Let’s face it, chances are high that your information is out there. You likely conduct business, socialize, network, and pass the time online. Don’t we all? Where would life be without memes? If proper steps aren’t taken to protect your business and personal information, a data breach can occur and can be costly.
What is a data breach? A data breach is when information is stolen or taken from a system without the knowledge or authorization of the system's owner. The fact is, data breaches are happening at an alarming rate year after year. While many small businesses are taking steps to prevent them, cyberattacks are becoming far more advanced, and the security measures to prevent them are harder to maintain.
The Increase in Data Breaches
The attacks keep coming. A report about 2021 from the Identity Theft Resource Center (ITRC) stated that there were 1,862 data breaches last year, surpassing both 2020's total of 1,108 and the high total of 1,506 in 2017. That’s not the whole story. After all, 1,862 doesn’t sound so bad. Consider the number of people impacted by those data breaches: 294 million.
How does this keep happening if IT departments are trained on preventing data breaches? Simply put, cybercriminals are finding workarounds and succeeding at it ten-fold. There are ways your small business can address data breaches and cyber-attacks. Here are some steps on how to do just that!

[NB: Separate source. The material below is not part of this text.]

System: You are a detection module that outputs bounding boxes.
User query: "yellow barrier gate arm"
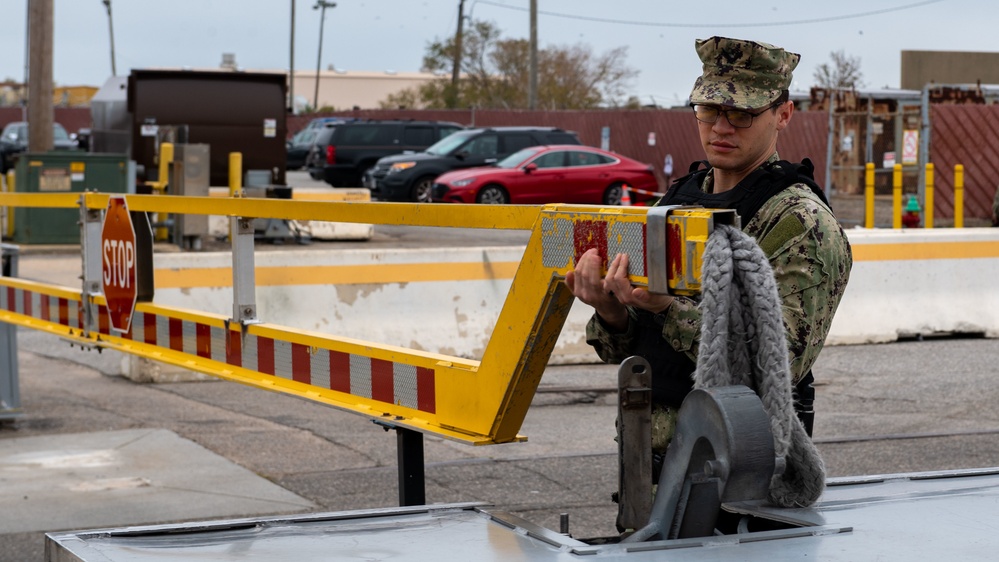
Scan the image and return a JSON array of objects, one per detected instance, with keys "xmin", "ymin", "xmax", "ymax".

- Purchase cyber insurance. Cyber insurance will protect your small business from losses relating to data breaches and other common cybercrimes. 60% of small businesses close after experiencing a data breach or cyber attack. Cyber insurance typically helps prevent that by restoring data, covering the lost business, providing services to communicate the breach to customers, and most related legal and defense costs. Cyber insurance is becoming an increasingly crucial coverage for small businesses.

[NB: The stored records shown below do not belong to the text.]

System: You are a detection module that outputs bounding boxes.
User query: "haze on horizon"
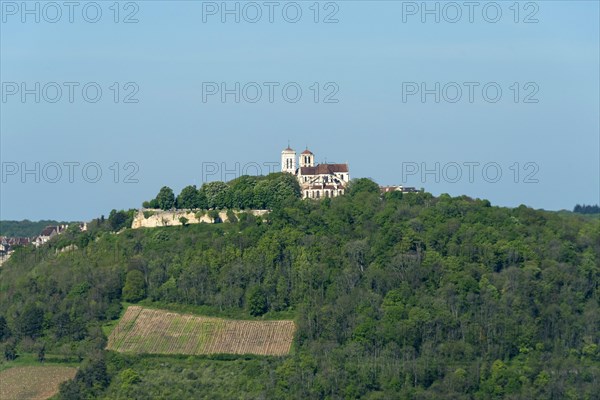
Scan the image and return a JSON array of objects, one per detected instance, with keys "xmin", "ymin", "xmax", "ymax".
[{"xmin": 0, "ymin": 1, "xmax": 600, "ymax": 220}]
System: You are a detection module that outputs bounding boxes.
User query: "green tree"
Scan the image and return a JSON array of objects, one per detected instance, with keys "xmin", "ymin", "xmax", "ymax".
[
  {"xmin": 123, "ymin": 269, "xmax": 146, "ymax": 303},
  {"xmin": 0, "ymin": 315, "xmax": 11, "ymax": 342},
  {"xmin": 176, "ymin": 185, "xmax": 200, "ymax": 210},
  {"xmin": 200, "ymin": 181, "xmax": 229, "ymax": 208},
  {"xmin": 248, "ymin": 286, "xmax": 268, "ymax": 317},
  {"xmin": 16, "ymin": 303, "xmax": 44, "ymax": 338}
]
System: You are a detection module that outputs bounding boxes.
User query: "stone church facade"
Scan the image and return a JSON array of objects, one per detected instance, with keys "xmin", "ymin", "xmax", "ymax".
[{"xmin": 281, "ymin": 146, "xmax": 350, "ymax": 199}]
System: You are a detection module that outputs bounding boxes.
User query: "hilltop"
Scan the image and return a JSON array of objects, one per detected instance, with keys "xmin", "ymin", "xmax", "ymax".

- Report a data breach. Research the data breach laws in your state. You may need to notify each affected individual that the breach occurred in certain situations. For example, if the data breach infringes on an individual’s rights and freedoms, it should be reported immediately. It is also crucial to report it if someone’s personal or business information, such as financial records and identity information, is released. Notifying customers allows them to change all of their passwords and freeze their credit if needed.

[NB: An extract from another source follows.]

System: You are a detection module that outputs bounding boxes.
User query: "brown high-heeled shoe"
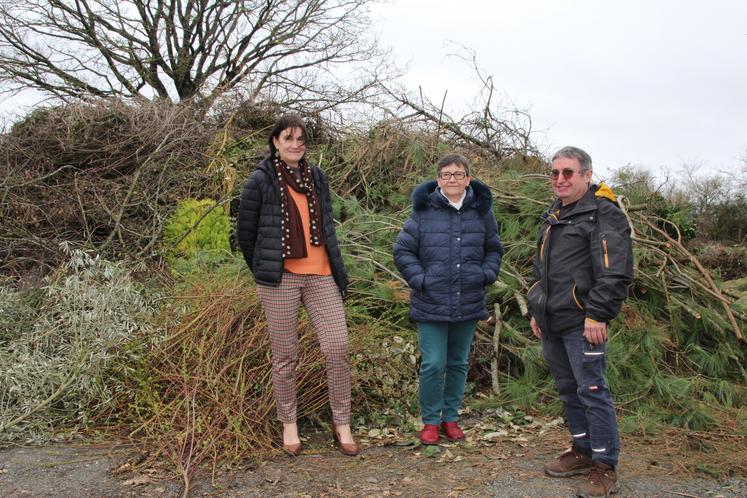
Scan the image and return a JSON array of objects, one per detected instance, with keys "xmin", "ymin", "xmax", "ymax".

- Steps your small business can take to prevent a data breach. Teach employees how to secure their devices with a VPN, have them change their passwords often, and let them know it is best not to share too much information online. Using a different password for each account is essential. There are password managers to assist in this. Train employees on how to spot malicious emails and instruct them not to open or download attachments unless it is from an approved customer or vendor. If you have an IT staff, they can lead the charge on preventing cyber attacks. Consider contracting with a cyber security expert to advise them.
Now that we are in 2022, we should not expect data breaches to slow down. There is simply too much evidence to suggest that they won’t. With better preventive measures in place, your small business can avoid the costly destruction a data breach could create for you and your employees.
Data protection and data security are crucial elements to protect your business and your employees’ information online. We live in an era where nothing is private online anymore, but that doesn’t mean your business and your employees should fall victim to someone trying to steal their information and data. Cyber insurance and proper training are great ways to reduce the risk of a data breach impacting your business’s success.